I was running this program on one GPU with 1GB global memory. It gave the following error:
Fatal error: cudaMemcpy1 error (unspecified launch failure at CheckDevice.cu:27)
*** FAILED - ABORTING
========= Out-of-range Shared or Local Address
========= at 0x000006a8 in grid::SetSubgridMarker(grid*, grid*)
========= by thread (0,0,0) in block (0,0,0)
========= Device Frame:SetAllFlags_dev(param_t*, grid*) (SetAllFlags_dev(param_t*, grid*) : 0x108)
========= Device Frame:SetAllFlags(param_t*, grid*) (SetAllFlags(param_t*, grid*) : 0x38)
========= Saved host backtrace up to driver entry point at kernel launch time
========= Host Frame:/usr/lib/libcuda.so (cuLaunchKernel + 0x3dc) [0xc9edc]
========= Host Frame:/usr/local/cuda/lib64/libcudart.so.5.0 [0xa18a]
========= Host Frame:/usr/local/cuda/lib64/libcudart.so.5.0 (cudaLaunch + 0x17f) [0x2f4cf]
========= Host Frame:Transport [0xd395]
========= Host Frame:Transport [0xd7bd]
========= Host Frame:/lib/x86_64-linux-gnu/libc.so.6 (__libc_start_main + 0xed) [0x2176d]
========= Host Frame:Transport [0x17bd]
=========
========= Program hit error 4 on CUDA API call to cudaMemcpy
========= Saved host backtrace up to driver entry point at error
========= Host Frame:/usr/lib/libcuda.so [0x26a180]
========= Host Frame:/usr/local/cuda/lib64/libcudart.so.5.0 (cudaMemcpy + 0x271) [0x348e1]
========= Host Frame:Transport [0x2cea]
========= Host Frame:Transport [0x3769]
========= Host Frame:Transport [0xd7ee]
========= Host Frame:/lib/x86_64-linux-gnu/libc.so.6 (__libc_start_main + 0xed) [0x2176d]
========= Host Frame:Transport [0x17bd]
=========
========= Program hit error 4 on CUDA API call to cudaGetLastError
========= Saved host backtrace up to driver entry point at error
========= Host Frame:/usr/lib/libcuda.so [0x26a180]

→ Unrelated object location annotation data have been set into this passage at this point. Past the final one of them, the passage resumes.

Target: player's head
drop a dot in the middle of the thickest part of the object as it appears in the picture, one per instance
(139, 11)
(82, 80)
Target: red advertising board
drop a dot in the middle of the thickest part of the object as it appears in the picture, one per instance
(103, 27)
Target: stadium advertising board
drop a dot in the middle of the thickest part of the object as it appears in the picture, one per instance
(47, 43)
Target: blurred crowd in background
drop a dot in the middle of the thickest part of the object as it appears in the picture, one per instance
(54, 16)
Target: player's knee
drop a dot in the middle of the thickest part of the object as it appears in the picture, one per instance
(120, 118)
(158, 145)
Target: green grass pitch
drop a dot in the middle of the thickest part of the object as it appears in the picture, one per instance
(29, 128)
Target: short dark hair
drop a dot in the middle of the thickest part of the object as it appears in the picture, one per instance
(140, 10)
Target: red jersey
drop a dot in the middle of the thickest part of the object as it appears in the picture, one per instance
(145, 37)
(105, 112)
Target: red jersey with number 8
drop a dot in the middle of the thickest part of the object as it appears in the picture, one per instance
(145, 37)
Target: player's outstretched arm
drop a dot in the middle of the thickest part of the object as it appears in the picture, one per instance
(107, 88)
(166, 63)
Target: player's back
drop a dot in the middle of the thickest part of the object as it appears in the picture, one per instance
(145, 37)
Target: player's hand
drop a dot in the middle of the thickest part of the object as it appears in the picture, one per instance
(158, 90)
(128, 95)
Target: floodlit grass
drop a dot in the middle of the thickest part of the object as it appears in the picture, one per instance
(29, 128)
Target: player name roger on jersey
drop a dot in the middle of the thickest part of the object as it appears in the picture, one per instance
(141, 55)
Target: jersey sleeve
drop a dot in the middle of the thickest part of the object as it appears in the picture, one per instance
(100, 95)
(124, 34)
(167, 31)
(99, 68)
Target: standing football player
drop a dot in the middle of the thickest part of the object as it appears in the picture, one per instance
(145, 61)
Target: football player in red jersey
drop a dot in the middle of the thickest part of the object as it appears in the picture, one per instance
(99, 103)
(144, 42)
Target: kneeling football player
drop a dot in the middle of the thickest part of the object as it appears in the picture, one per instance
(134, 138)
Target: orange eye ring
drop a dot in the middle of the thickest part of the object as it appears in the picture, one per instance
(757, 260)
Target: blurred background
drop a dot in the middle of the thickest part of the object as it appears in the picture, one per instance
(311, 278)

========= Host Frame:/usr/local/cuda/lib64/libcudart.so.5.0 (cudaGetLastError + 0x1e6) [0x2a046]
========= Host Frame:Transport [0x2cef]
========= Host Frame:Transport [0x3769]
========= Host Frame:Transport [0xd7ee]
========= Host Frame:/lib/x86_64-linux-gnu/libc.so.6 (__libc_start_main + 0xed) [0x2176d]
========= Host Frame:Transport [0x17bd]
=========
========= ERROR SUMMARY: 3 errors
For the unspecified launch failure error, the relevant lines of code is a cudaMemcpy operation:
cudaMemcpy(CurrentGrid, Grid_dev, sizeof(grid), cudaMemcpyDeviceToHost);
cudaCheckErrors("cudaMemcpy1 error");
Then as shown in the error message, it said Out-of-range Shared or Local Address at 0x000006a8 in grid::SetSubgridMarker(grid*, grid*)
. Is it because of running out of global memory on device? Is there a way to return the memory usage on device?
In the source code, checkDevice.cu is executed after grid::SetSubgridMarker and checkDevice does not consume much memory space on device, so I'm guessing(but without much confidence) it's grid::SetSubgridMarker
that exhaust the memory so that there's no space to launch cudaMemcpy operation. Any suggestions? Thanks very much!